Lihat ke Halaman Asli

Diah Utami

Pengamat

Jadi Muslim di Negeri Orang

Diperbarui: 27 Januari 2018   17:18

Kompasiana adalah platform blog. Konten ini menjadi tanggung jawab bloger dan tidak mewakili pandangan redaksi Kompas.

Presentasi tandem di sebuah Sekolah Dasar (Dokumentasi Pribadi)

Berada di lingkungan yang mayoritas non-muslim bahkan nyaris non-agamis membuatku sungguh merasa rindu suasana Islami di tanah air. Shalat berjamaah sulit dilakukan karena memang jamaahnya tidak berkumpul di satu tempat dan satu waktu. Komunitas Indonesia pada saat itu sangat sedikit. 

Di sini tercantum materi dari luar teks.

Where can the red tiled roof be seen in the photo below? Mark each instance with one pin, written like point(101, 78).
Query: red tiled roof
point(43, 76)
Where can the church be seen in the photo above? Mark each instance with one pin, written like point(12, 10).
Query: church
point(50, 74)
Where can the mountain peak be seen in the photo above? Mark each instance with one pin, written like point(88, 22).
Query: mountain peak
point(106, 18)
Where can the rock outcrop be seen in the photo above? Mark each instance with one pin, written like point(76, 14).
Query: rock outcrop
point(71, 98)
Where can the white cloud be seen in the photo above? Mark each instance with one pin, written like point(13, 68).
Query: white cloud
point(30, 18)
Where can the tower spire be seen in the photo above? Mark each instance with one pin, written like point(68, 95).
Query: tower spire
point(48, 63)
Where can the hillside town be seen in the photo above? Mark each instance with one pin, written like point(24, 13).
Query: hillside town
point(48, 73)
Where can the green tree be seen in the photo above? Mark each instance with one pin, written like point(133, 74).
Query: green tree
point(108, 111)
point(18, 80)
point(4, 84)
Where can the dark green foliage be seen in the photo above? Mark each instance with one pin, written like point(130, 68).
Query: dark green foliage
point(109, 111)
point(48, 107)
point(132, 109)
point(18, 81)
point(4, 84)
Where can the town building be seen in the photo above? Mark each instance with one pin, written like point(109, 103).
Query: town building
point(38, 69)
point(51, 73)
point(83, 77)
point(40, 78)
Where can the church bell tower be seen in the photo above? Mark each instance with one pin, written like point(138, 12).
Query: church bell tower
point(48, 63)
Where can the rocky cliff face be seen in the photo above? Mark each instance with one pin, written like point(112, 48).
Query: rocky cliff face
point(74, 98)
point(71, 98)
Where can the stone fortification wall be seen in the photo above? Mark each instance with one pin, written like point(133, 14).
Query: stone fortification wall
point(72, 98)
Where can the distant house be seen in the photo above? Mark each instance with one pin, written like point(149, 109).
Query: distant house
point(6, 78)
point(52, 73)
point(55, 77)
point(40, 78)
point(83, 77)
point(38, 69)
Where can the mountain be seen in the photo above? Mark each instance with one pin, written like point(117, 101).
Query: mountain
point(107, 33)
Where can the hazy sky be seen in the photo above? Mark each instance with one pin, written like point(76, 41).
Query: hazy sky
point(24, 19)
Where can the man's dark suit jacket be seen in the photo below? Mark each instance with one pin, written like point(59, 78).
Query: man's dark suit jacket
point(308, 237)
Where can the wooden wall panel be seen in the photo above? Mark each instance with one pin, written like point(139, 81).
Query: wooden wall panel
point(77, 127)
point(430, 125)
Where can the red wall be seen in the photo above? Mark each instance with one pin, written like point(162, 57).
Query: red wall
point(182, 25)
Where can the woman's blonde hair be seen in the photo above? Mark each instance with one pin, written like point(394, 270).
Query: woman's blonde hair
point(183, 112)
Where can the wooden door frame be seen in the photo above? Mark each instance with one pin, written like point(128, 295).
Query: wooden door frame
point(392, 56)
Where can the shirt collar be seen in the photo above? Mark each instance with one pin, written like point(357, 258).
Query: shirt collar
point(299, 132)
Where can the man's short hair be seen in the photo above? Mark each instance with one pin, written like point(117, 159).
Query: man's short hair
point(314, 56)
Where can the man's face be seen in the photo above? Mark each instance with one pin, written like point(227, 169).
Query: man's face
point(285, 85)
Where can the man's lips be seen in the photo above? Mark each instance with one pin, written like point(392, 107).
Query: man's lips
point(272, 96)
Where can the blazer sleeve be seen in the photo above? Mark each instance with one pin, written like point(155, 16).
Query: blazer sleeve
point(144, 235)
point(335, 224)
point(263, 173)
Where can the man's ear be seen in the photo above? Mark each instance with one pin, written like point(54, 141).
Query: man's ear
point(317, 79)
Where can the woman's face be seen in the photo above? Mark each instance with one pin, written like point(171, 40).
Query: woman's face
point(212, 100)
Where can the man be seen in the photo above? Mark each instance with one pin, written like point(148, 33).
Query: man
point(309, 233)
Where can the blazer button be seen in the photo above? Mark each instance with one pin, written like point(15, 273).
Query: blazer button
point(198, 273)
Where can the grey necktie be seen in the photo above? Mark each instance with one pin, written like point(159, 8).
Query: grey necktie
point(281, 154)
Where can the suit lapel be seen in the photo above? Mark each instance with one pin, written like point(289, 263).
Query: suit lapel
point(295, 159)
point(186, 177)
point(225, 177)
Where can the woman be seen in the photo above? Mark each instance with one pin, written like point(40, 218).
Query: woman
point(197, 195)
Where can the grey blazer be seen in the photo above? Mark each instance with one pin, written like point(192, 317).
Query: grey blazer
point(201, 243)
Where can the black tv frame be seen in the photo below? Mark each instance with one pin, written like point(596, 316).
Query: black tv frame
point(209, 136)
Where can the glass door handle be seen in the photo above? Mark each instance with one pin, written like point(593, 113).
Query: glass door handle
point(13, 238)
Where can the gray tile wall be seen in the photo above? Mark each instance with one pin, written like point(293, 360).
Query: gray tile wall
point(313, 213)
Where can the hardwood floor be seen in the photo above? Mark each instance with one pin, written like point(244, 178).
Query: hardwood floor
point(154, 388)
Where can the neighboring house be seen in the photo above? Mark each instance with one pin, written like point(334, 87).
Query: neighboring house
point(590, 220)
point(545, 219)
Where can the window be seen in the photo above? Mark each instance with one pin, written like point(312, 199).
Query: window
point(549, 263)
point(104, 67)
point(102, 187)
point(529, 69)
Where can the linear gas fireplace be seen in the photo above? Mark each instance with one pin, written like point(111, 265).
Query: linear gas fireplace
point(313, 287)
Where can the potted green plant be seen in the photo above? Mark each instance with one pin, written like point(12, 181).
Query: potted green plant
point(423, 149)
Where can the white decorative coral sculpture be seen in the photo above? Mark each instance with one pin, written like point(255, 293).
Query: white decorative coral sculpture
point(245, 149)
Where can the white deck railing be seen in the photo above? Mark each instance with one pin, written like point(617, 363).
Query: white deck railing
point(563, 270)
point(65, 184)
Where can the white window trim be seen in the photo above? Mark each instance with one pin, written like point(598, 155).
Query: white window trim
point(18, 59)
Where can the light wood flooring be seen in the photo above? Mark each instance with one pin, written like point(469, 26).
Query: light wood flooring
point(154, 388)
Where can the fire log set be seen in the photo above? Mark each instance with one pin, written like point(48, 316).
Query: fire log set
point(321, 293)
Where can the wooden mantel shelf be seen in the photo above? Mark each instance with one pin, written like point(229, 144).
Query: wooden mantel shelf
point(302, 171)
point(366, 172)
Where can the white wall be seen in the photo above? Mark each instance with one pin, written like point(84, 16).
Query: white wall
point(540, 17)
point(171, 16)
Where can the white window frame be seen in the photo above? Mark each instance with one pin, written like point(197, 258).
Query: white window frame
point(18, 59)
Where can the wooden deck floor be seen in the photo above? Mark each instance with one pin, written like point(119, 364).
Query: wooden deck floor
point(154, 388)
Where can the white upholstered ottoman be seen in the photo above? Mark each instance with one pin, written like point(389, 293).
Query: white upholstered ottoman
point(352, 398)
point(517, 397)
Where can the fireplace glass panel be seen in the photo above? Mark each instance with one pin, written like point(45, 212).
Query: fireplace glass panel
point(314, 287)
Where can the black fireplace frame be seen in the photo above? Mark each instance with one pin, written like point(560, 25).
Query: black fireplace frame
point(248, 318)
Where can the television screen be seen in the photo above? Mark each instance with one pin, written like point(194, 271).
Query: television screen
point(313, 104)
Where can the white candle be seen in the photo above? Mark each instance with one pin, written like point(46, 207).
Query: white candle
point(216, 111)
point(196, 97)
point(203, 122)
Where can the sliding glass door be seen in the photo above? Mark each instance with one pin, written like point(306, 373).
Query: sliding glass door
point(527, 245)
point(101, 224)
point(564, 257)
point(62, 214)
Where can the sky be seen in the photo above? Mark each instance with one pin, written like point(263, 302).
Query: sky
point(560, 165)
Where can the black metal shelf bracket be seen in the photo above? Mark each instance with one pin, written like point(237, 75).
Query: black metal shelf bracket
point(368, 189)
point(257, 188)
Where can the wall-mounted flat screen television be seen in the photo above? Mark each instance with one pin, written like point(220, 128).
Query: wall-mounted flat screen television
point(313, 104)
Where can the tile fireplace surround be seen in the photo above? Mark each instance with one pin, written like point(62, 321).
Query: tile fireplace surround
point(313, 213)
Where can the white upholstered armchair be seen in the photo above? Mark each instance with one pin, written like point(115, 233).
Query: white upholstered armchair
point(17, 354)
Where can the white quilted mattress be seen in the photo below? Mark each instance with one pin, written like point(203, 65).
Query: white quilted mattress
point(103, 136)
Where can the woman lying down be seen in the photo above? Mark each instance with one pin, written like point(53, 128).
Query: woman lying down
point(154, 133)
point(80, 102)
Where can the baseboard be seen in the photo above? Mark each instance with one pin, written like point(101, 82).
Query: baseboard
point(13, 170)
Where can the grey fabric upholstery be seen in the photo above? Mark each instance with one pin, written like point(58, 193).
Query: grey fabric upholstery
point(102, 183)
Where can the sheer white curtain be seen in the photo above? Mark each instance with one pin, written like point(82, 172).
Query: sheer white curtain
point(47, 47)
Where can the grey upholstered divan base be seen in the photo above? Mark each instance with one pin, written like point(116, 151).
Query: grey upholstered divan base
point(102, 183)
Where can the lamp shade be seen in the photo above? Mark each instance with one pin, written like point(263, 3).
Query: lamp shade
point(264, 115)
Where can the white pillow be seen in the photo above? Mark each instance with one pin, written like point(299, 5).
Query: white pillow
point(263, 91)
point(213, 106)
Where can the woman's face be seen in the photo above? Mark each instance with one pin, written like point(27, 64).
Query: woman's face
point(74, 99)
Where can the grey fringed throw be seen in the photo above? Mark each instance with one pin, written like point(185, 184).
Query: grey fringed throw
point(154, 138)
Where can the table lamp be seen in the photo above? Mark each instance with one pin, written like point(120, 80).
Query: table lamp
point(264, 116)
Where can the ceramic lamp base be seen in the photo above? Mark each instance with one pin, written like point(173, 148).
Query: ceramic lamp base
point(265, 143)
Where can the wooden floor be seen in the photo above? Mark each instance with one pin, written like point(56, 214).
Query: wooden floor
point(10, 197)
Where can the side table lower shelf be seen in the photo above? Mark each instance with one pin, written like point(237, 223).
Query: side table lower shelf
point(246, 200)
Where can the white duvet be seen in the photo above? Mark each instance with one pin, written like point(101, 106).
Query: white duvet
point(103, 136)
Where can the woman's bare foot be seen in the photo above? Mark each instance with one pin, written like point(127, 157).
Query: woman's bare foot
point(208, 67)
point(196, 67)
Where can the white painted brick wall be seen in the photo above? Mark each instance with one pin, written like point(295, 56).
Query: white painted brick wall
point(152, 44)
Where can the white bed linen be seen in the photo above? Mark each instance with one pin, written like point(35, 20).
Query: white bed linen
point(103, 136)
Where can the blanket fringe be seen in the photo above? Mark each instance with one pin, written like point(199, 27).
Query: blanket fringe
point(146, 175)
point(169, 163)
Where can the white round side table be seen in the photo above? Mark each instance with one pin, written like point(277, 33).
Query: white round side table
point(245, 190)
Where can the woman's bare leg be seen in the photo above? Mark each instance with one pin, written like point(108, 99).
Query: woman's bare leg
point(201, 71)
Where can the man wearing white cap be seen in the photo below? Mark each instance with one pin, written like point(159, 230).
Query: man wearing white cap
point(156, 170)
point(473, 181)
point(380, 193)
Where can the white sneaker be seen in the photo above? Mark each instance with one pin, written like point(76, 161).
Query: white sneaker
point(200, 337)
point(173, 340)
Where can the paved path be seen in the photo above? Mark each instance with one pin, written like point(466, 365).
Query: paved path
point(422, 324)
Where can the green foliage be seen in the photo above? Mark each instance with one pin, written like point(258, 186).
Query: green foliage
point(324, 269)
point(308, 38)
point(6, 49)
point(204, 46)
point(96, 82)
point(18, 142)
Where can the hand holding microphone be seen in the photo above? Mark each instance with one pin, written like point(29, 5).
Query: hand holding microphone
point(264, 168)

Dalam masa 6 bulan pertamaku di sana, hanya aku dan Faried, seorang mahasiswa program doctoral yang menjadi warga Indonesia di sana. Sebetulnya ada beberapa trainee lain yang sempat kutemui, namun kami tinggal di tempat yang saling berjauhan. Beberapa mahasiswa Malaysia menjadi kawan yang cukup kuakrabi, terutama karena kemiripan budaya dan bahasa yang kami miliki.

Ramadhan pertama di sana, kujalani nyaris tanpa kesan. Sahur dan berbuka kujalani sendiri atau kadang bersama seorang muslimah Tunisia yang menjadi tetanggaku di asrama mahasiswa asing yang dimiliki oleh kampus Universitas Gunma. 

Saat Idul Fitri, sedih sekali karena kami tidak bisa libur dari kegiatan kampus. Sesi belajar masih berjalan dan Jepang tidak mengenal libur Idul Fitri. Boro-boro libur untuk mudik... di hari rayanya saja tanggalan kalender tetap hitam. Jadi dengan berat hati, kami tetap mengikuti sesi belajar pada hari fitri itu. Ganbatte...!!!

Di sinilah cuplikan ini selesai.